Sometimes you want to write some code that maintains a running sorted list of items. For example, let's say you have some code that services requests and maintains running median or percentiles of response times. You might imagine some Python code like this:

import time

class Service:

    def __init__(self):
        self.latencies = []

    def work(self, request):
        """Do some work and time it."""
        start = time.time()
        # work implemented here...

        # record latency and maintain sortedness of latencies
        self.record_latency(start)

    def record_latency(self, start):
        """Record elapsed latency and keep self.latencies sorted."""
        elapsed = time.time() - start
        self.latencies.append(elapsed)
        self.latencies.sort()

    def top_n_slowest(self, n):
        """Return the n slowest times."""
        return self.latencies[-n:]

    def median(self):
        """Return the median latency."""
        ix = len(self.latencies) // 2
        if len(self.latencies) % 2:
            # odd case
            return self.latencies[ix]
        # even case
        a = self.latencies[ix - 1]
        b = self.latencies[ix]
        return (a + b) / 2

The code shown here works just fine, but the way record_latency() maintains the sorted latency list is kind of weird. After every request, the code appends a new timing latency and then resorts the list. This is wasteful: the old list is already sorted, so it shouldn't really be necessary to resort the new list from scratch. It would be more efficient the sorted list could be maintained using the insertion step from insertion sort, where we binary search the array to find the right insertion point, and then insert the item directly at that location.

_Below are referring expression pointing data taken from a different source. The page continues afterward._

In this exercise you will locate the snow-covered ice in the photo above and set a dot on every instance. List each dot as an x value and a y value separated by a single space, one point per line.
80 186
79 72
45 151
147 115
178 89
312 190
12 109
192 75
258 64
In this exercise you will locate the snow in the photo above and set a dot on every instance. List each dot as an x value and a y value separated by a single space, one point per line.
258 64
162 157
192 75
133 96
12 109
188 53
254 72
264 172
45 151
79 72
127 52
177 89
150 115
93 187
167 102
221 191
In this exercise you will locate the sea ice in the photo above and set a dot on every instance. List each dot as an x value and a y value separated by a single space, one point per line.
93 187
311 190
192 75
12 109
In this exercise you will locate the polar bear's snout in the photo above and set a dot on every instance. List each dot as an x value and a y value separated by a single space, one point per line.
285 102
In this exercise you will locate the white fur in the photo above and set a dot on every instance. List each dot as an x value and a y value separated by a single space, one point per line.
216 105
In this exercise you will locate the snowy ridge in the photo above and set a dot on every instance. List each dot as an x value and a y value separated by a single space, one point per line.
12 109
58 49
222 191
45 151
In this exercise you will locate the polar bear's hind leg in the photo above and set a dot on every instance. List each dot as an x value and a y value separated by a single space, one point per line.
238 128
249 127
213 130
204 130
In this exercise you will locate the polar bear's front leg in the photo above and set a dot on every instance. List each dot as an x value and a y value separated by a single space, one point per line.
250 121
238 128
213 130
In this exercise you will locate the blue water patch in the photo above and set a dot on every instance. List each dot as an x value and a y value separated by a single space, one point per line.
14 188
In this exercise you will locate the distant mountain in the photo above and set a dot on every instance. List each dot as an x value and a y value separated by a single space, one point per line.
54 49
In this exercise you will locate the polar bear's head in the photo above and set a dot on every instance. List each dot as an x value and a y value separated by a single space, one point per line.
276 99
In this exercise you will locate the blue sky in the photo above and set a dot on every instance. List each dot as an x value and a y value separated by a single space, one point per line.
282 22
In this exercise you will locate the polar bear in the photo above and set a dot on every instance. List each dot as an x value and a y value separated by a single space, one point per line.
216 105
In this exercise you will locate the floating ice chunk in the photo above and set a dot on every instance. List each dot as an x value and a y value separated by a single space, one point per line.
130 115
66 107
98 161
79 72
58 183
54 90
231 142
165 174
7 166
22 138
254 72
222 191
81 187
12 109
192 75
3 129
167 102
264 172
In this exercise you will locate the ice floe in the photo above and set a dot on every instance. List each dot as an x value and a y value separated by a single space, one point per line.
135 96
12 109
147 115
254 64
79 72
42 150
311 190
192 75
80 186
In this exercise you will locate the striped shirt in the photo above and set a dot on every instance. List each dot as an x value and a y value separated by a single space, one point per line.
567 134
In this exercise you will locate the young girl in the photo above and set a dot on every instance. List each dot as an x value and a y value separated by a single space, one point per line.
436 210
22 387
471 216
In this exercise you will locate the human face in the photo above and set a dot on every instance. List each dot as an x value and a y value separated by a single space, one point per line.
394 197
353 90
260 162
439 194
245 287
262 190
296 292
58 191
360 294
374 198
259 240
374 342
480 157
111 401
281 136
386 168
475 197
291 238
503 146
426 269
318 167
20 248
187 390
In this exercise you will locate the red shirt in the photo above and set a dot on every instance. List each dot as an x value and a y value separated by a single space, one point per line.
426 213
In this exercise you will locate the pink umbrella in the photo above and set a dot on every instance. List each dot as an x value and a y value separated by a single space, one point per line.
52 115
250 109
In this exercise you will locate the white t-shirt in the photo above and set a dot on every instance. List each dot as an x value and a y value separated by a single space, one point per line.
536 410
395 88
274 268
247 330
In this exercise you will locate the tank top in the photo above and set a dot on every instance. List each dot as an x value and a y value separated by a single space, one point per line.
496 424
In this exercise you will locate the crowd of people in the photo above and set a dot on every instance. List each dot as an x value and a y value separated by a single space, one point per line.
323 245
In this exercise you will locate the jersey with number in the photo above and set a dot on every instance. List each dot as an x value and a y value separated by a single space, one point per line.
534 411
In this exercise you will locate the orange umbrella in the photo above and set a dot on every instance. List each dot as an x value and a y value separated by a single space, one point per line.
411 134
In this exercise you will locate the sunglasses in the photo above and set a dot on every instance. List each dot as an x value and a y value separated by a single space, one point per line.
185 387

Today I was reintroduced to the Python bisect module, and noticed that it has a function that does just this. The method is called bisect.insort. Here's how you use it:

import bisect

class Service:

    def record_latency(self, start):
        """Record elapsed latency and keep self.latencies sorted."""
        elapsed = time.time() - start
        bisect.insort(self.latencies, elapsed)

    # other methods as before

This isn't the only useful thing in the module: you can also use bisect.bisect to do binary searches and range queries on sorted lists. Check out the documentation examples for more examples.